If two PRs are run concurrently, or someone elected not to promote their changes to production but kept them in sandbox, the newer, automated promotion PR will also include those changes. While this reduces drift it adds risk and uncertainty, so in those cases we automatically add a warning comment and (a red!) label to both PRs, the original and the 2nd automated one.

Summary

So this is what we achieved:

The user interacts with files and Git(and Github). No tooling, no tokens, no extra UI.
Every change is peer-reviewed.
Under normal conditions, the files in the main branch always reflect the state of the cloud API.
The user has complete control over the promotion of changes to Production.
The system reduces drift between environments by design.

I hope you found this useful, we are considering using a similar approach with our Kubernetes manifests, stay tuned for a follow-up article.

Anticipated Questions

Content that didn’t fit in the main body of the post but might help the reader understand some of our choices.

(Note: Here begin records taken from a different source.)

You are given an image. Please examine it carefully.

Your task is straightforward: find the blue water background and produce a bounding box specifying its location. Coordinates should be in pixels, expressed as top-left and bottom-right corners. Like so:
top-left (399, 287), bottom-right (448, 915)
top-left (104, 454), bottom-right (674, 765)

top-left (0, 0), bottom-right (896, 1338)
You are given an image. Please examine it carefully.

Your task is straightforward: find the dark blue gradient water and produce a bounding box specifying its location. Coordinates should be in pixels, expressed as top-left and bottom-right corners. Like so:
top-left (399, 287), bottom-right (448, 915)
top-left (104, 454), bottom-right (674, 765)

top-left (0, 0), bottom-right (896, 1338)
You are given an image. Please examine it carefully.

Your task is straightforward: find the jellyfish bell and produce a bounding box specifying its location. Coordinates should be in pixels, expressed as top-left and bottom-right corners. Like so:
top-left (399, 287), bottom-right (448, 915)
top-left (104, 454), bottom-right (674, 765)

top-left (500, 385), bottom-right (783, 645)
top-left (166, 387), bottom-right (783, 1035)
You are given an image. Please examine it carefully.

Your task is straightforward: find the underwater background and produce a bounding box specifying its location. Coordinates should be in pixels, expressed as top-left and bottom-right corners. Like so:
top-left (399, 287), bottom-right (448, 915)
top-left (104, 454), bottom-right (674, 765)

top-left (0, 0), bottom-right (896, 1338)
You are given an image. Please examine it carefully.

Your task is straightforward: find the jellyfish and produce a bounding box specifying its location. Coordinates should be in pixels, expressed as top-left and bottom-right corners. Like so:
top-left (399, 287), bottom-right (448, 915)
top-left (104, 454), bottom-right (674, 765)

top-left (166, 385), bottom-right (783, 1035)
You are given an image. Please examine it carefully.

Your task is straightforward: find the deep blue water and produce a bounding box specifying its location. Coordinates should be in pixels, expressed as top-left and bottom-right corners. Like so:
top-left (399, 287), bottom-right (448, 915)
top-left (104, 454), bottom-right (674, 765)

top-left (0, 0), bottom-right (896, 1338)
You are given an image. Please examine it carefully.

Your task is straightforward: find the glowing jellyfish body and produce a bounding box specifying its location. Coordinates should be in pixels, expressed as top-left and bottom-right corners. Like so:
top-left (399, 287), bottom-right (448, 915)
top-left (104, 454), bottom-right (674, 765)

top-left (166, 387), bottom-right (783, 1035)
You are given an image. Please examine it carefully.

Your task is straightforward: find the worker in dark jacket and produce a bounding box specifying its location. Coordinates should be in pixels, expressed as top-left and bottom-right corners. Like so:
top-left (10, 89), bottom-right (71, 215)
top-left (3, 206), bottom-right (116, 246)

Why not CDK, Pulumi, Crossplane? Terraform DSL is very readable, while its lack of proper control structures and variable scoping is sometimes infuriating, it forces us to write simple, explicit code that is very easy to understand and conforms to the GitOps guidelines. Plumi/CDK both seem very nice but would require a lot of effort to keep this simple and have uniform code across all the authors in the company.
Crossplane also looks very interesting, but currently lacks provider support, I also find it hard to give up the Terraform plan feature, even with Crossplane extra safeguards.
We also ruled out any vendor specific solution like AWS Service Operator.
Why not Terraform Enterprise, Atlantis? – because we need all the engineers to interact with Terraform pricing was a big concern, we also prefer not to add another tool with its own UI. The other big reason that both Atlantis and TF enterprise doesn’t exactly match our “On merge to master, apply exactly what was approved in the PR” approach
What CI/CD system do you use? – We currently use both CircleCI and Github Actions(!). CircleCI is our current company-wide CI solution but we use Github Actions in places we needed proper monorepo support and easy interaction with PRs. At some point, we’ll want to consolidate back to a single vendor. We’re waiting for CircleCI to release some relevant features to make a decision.
Can you share the complete CI/CD code or a reference repo? Because of the dual CI/CD systems I mentioned above, it’s not a pretty sight. But if there’s demand, we could probably get something somewhat presentable up. Let us know in the comments!
Aren’t you exposing yourself to secret leak issues? - well, yes. Terraform runs with extensive cloud IAM permissions to allow it to manipulate objects in our cloud providers. The developers have much more restrictive access, but with our current setup, a malicious engineer can make changes to the pipeline in a PR, (before it gets peer-reviewed!) and get the token or just use it for something other than generating/applying a Terraform plan. This is mitigated by auditing and alerting on changes to our cloud API and using multiple monorepos with different pipeline permissions and restricting their access based on team membership.